Je reviens, parce que j’aime à t’entendre. Je ne te dérange pas du tout. Je soupire parce que je crains, avec tout ce que nous avons à voir, que nous n’ayons pas le temps de tout voir ni de rien entendre. »

Louis ne sait pas s’il doit rire ou se fâcher. Camille prend la parole.

« Sophie, tu es réellement trop taquine ; je t’assure que ce n’est pas bien.

— Pardon, pardon, Camille ; je ne le ferai plus », répond Sophie en riant.

Elle saute au cou de Camille et l’embrasse ; elle se retourne en pirouettant vers Louis, l’embrasse aussi, s’élance sur la chaise qu’elle avait quittée, croise les bras, baisse les yeux.

« Parle, dit-elle, parle, je suis muette,… mais pas sourde : je t’entends.
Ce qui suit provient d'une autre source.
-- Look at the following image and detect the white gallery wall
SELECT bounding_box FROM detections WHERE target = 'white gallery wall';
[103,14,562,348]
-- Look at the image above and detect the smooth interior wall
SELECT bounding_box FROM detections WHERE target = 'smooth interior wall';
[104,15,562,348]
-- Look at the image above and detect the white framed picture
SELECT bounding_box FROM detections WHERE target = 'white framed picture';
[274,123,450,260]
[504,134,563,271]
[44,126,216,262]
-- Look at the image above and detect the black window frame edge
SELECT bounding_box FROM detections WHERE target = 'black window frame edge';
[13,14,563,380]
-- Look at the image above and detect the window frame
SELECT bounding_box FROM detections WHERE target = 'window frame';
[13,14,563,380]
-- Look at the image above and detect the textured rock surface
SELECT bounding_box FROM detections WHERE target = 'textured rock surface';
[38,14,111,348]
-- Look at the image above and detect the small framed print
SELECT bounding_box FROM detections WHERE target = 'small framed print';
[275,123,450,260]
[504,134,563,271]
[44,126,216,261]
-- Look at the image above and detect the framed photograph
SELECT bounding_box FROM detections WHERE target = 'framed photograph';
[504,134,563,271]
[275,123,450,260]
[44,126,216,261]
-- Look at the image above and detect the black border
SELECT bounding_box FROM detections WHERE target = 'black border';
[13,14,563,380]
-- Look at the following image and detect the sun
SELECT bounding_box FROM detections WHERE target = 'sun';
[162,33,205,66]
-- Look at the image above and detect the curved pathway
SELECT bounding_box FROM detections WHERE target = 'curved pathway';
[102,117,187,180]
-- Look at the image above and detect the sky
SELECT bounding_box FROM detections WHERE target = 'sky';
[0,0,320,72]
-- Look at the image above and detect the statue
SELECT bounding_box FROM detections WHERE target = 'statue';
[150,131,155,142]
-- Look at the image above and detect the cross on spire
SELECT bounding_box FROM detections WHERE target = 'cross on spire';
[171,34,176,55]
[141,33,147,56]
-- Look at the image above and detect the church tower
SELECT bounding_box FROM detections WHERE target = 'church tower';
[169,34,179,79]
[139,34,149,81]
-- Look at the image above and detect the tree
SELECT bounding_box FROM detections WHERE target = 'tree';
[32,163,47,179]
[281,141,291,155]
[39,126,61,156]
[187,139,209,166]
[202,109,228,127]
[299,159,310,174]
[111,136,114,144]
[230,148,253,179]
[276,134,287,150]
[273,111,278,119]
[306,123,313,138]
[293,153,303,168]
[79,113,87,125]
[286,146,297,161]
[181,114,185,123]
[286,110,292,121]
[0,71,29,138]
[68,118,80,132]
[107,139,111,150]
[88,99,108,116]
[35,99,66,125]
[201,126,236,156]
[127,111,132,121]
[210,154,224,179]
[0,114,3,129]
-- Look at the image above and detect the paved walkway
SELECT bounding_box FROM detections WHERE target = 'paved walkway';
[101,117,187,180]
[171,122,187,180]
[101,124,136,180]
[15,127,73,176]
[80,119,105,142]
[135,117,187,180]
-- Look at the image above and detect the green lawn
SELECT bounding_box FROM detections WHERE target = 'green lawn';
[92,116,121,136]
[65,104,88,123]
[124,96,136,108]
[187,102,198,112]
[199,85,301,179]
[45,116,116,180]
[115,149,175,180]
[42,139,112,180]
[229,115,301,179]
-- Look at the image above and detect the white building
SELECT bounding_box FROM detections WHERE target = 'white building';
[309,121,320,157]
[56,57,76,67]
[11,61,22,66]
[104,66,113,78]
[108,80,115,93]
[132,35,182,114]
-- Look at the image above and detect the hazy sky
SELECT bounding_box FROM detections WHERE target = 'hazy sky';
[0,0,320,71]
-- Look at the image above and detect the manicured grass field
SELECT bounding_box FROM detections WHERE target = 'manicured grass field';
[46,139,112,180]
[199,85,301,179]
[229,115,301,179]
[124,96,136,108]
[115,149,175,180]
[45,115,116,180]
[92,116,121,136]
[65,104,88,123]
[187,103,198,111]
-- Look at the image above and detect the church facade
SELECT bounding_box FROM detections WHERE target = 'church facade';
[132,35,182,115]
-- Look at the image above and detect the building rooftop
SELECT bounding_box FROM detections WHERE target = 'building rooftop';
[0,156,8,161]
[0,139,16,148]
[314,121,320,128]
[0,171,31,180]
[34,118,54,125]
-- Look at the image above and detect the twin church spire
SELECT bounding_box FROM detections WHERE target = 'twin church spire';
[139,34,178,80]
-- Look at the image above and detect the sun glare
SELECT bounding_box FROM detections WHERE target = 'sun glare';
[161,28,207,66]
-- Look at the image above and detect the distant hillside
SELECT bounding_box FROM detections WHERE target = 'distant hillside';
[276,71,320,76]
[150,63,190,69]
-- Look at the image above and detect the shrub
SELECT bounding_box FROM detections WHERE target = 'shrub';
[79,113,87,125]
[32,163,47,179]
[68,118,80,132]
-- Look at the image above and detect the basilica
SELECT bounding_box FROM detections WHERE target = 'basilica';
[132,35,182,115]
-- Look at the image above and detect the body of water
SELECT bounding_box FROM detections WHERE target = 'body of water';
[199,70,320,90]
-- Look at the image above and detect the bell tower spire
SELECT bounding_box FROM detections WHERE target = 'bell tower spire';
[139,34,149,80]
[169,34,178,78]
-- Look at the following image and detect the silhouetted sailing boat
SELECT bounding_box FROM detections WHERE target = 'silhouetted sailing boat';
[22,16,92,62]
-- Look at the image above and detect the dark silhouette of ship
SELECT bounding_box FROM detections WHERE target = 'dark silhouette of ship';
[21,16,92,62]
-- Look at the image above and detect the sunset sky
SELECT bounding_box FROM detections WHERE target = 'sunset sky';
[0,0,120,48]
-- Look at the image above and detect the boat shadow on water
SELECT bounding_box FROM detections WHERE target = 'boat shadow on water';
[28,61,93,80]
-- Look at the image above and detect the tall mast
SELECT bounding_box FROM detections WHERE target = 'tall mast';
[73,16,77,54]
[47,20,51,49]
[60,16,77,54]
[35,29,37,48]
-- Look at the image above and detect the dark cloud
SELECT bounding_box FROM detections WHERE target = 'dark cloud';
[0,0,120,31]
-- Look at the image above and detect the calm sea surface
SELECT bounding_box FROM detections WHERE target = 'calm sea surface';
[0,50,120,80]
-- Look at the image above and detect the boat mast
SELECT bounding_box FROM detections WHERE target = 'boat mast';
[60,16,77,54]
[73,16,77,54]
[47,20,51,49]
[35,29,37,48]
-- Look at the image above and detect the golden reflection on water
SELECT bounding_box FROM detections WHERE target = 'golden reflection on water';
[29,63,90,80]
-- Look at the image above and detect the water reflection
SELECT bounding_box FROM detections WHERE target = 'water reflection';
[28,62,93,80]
— Tant pis, dit Louis en souriant ; j’aimerais mieux que tu fusses sourde : tu ne rirais plus de mon histoire. Je commence. »

Sophie le regarde d’un air malicieux ; elle grille de parler, mais elle mord ses lèvres et reste silencieuse et immobile. Louis continue, tout en lui lançant parfois un regard méfiant.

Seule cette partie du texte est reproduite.